Bede is one of the few saints honored as such even during his lifetime. His writings were filled with such faith and learning that even while he was still alive, a Church council ordered them to be read publicly in the churches.
Bede was born near St. Peter and St. Paul monastery at Jarrow, England, and at an early age he was entrusted to the care of the abbot of the monastery. It was happy combination of Bede’s genius and the instruction he received from scholarly, saintly monks which produced a saint and an extraordinary scholar, perhaps the most outstanding one of his day. He became very learned in all the sciences of his times: natural philosophy, the philosophical principles of Aristotle, astronomy, arithmetic, grammar, ecclesiastical history, the lives of the saints and, especially, Holy Scripture. He was the first one to date historical events using the designation “A.D.” – Anno Domini. He was ordained as a deacon at the age of nineteen, and then as a priest at the age of thirty. From the time of his ordination to the priesthood until his death, he spent all his time writing, teaching and living the prayerful life of a Benedictine monk. Besides the many books that he copied, he composed 45 of his own, including 30 commentaries on books of the Bible.
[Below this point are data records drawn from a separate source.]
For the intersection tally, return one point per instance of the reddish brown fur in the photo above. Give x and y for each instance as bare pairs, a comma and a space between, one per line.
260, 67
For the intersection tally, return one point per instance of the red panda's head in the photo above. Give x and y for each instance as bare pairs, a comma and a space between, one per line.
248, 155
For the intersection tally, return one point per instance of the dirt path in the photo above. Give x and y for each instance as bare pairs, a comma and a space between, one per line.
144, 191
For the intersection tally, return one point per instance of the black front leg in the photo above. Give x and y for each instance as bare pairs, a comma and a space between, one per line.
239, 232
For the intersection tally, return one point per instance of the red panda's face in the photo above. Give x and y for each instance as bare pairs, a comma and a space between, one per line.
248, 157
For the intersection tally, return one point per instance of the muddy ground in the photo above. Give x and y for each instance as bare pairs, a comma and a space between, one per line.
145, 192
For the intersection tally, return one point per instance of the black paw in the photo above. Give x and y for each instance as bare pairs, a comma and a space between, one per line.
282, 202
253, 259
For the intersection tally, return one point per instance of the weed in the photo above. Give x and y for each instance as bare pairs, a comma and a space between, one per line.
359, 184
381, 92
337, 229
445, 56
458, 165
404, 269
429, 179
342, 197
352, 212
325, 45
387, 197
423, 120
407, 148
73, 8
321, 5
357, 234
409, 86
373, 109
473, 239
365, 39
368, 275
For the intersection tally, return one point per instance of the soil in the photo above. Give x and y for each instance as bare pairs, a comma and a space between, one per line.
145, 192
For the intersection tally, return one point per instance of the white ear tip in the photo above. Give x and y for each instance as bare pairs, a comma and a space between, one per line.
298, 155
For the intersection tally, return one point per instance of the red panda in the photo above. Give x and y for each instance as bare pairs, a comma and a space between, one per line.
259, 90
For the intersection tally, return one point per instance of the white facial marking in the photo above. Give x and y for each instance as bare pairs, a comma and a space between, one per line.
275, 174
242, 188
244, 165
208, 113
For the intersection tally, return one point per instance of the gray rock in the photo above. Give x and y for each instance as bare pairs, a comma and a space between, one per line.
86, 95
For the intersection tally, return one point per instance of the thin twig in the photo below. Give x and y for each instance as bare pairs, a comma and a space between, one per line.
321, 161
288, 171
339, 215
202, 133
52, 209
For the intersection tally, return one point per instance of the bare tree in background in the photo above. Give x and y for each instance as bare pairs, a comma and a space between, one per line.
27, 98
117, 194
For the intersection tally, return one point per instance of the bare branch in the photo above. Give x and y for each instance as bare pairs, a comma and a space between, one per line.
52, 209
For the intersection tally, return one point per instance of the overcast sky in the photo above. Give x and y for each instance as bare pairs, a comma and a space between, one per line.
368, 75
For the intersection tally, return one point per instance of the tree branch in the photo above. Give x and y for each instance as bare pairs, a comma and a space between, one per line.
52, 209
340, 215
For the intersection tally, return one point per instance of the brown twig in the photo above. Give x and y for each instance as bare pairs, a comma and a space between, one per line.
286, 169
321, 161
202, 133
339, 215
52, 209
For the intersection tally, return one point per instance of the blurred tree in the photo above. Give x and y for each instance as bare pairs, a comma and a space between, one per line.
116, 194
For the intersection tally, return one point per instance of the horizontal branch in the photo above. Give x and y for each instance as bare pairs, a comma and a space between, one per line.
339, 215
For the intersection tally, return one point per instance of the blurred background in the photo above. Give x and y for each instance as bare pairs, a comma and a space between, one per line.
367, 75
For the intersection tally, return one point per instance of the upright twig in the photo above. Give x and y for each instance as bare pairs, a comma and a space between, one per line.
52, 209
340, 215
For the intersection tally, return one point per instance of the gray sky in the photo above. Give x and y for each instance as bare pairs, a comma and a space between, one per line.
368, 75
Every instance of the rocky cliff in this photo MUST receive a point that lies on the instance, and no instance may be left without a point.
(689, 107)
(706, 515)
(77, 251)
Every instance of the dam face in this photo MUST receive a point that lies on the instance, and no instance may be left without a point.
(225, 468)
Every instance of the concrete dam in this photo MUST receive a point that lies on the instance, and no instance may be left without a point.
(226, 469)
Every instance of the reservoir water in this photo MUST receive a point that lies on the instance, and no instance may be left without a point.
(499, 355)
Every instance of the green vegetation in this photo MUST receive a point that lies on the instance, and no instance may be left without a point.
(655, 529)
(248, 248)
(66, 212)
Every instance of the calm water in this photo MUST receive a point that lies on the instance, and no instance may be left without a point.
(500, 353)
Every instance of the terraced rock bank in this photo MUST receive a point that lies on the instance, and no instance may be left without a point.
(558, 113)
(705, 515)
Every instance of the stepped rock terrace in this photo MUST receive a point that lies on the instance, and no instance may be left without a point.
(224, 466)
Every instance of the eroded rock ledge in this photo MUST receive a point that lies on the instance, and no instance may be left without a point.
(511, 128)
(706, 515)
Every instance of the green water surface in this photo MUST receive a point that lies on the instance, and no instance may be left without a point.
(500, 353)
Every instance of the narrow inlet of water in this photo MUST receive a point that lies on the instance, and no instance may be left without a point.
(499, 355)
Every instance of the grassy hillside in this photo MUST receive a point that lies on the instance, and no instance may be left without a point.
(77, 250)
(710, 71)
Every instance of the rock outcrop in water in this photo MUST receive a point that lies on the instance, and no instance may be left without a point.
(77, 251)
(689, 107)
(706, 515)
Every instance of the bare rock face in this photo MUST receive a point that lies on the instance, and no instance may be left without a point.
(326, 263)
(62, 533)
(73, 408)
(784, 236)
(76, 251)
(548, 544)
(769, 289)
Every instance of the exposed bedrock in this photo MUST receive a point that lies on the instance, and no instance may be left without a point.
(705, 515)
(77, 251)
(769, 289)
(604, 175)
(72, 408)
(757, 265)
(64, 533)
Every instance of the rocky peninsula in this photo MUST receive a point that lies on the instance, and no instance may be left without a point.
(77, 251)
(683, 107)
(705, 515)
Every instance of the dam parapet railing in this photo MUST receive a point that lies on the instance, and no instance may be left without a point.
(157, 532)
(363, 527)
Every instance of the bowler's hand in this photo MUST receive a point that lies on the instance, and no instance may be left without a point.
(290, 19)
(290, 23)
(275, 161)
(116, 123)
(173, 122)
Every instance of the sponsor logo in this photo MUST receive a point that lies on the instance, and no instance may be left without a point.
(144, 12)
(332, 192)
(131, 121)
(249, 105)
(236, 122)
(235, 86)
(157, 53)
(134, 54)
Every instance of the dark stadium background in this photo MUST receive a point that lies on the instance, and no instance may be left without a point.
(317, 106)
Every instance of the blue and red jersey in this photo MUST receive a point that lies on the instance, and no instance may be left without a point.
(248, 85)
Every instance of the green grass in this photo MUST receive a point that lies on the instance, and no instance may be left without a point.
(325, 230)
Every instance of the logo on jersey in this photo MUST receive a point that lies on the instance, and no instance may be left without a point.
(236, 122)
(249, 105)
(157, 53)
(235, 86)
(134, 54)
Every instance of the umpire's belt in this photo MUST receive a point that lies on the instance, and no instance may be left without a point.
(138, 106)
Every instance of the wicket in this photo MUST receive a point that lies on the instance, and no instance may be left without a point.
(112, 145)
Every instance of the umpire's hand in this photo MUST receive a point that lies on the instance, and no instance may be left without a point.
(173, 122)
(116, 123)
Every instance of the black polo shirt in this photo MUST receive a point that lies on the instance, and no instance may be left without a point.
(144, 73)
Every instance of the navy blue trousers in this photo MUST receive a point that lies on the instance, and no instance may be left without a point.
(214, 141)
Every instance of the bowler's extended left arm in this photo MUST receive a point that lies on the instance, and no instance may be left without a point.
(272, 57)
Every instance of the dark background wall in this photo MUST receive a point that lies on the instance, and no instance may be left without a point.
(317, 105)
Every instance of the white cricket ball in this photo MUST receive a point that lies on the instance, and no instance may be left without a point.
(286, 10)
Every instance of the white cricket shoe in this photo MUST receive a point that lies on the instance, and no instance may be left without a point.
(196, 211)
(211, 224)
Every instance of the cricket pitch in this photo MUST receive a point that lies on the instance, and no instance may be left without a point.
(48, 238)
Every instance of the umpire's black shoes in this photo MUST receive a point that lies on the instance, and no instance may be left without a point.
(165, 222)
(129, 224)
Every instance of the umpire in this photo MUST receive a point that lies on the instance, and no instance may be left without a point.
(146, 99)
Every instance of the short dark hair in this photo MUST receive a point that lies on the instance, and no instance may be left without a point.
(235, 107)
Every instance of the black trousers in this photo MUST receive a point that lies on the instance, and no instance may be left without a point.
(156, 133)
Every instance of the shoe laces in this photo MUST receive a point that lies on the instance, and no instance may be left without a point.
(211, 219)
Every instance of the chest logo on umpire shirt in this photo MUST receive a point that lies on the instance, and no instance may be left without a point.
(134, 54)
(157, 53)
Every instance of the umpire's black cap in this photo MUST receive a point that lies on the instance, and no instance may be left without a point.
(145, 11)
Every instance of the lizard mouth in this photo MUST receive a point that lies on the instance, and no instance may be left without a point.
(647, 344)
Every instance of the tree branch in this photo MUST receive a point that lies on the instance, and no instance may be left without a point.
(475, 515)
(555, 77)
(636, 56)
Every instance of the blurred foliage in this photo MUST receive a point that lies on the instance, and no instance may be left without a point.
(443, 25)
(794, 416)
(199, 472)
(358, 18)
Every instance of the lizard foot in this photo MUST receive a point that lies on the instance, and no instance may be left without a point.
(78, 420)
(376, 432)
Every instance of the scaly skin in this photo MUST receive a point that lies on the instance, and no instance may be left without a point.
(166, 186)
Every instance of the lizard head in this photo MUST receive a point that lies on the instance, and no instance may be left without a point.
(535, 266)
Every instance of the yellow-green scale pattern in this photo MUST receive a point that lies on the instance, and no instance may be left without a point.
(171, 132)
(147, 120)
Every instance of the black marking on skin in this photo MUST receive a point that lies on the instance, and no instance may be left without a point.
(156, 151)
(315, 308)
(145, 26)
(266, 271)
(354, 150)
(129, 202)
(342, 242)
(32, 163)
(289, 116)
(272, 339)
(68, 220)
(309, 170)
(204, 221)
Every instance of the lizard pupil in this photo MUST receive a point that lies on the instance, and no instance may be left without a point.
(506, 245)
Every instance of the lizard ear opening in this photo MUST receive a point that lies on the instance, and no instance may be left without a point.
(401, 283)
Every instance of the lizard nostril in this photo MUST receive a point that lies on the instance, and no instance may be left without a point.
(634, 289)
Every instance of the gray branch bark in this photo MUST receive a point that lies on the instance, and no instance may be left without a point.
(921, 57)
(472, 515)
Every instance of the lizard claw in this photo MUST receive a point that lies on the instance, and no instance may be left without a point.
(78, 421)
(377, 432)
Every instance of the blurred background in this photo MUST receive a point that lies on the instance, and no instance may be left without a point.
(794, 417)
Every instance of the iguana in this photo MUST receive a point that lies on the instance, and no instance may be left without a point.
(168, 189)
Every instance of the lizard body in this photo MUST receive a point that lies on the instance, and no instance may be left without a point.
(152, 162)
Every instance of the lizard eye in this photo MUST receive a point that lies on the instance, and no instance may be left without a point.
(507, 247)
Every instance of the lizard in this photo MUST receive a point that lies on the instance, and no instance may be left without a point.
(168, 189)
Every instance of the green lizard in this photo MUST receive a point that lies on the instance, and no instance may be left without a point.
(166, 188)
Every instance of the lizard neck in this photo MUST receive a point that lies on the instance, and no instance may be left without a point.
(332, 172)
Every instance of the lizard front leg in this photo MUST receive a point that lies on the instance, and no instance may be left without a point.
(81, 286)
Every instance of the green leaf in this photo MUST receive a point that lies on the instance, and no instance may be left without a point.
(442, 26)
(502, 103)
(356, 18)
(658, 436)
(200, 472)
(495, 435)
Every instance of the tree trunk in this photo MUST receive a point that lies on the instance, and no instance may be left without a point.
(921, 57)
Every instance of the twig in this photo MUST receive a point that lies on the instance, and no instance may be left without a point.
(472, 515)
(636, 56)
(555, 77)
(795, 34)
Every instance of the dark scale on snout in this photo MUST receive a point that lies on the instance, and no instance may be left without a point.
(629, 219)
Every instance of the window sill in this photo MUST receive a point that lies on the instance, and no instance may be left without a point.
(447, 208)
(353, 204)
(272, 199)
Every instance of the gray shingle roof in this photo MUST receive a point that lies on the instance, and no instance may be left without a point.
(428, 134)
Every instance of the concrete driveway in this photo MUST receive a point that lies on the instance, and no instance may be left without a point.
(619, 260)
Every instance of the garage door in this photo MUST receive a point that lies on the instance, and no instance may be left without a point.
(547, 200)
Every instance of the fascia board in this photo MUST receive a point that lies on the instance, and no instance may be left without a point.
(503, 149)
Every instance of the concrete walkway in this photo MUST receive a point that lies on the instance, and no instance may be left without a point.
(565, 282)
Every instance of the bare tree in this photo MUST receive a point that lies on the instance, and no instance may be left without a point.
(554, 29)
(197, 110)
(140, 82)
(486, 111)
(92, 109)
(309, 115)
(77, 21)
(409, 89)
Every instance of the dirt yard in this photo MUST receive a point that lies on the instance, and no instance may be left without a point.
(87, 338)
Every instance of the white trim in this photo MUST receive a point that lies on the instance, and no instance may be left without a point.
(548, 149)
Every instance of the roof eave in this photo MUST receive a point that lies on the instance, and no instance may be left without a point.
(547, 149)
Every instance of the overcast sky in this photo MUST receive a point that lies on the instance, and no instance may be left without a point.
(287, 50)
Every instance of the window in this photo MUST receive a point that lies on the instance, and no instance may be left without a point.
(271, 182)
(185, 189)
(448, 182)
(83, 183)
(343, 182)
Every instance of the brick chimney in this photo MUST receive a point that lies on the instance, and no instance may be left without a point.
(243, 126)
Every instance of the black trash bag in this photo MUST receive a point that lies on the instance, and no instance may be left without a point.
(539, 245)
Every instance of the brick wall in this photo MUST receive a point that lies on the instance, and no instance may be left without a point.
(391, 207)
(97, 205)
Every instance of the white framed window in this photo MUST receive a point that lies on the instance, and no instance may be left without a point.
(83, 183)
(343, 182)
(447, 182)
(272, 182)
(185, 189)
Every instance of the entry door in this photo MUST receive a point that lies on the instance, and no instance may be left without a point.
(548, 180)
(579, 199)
His advice and spiritual guidance was sought out by kings and important leaders, including the Pope himself. Bede managed to remain in his own monastery till his death. Only once did he leave for a few months in order to teach in the school of the archbishop of York. Bede died in 735 praying his favorite prayer: “Glory be to the Father, and to the Son, and to the Holy Ghost. As it was in the beginning, is now, and ever shall be; world without end. Amen.”
O God, who hast caused thy Church to shine with the learning of blessed Bede thy Confessor and Doctor: mercifully grant that we thy servants may ever be enlightened by his wisdom, and holpen for his merits’ sake; through Jesus Christ thy Son our Lord, who liveth and reigneth with thee, in the unity of the Holy Spirit, ever one God, world without end. Amen.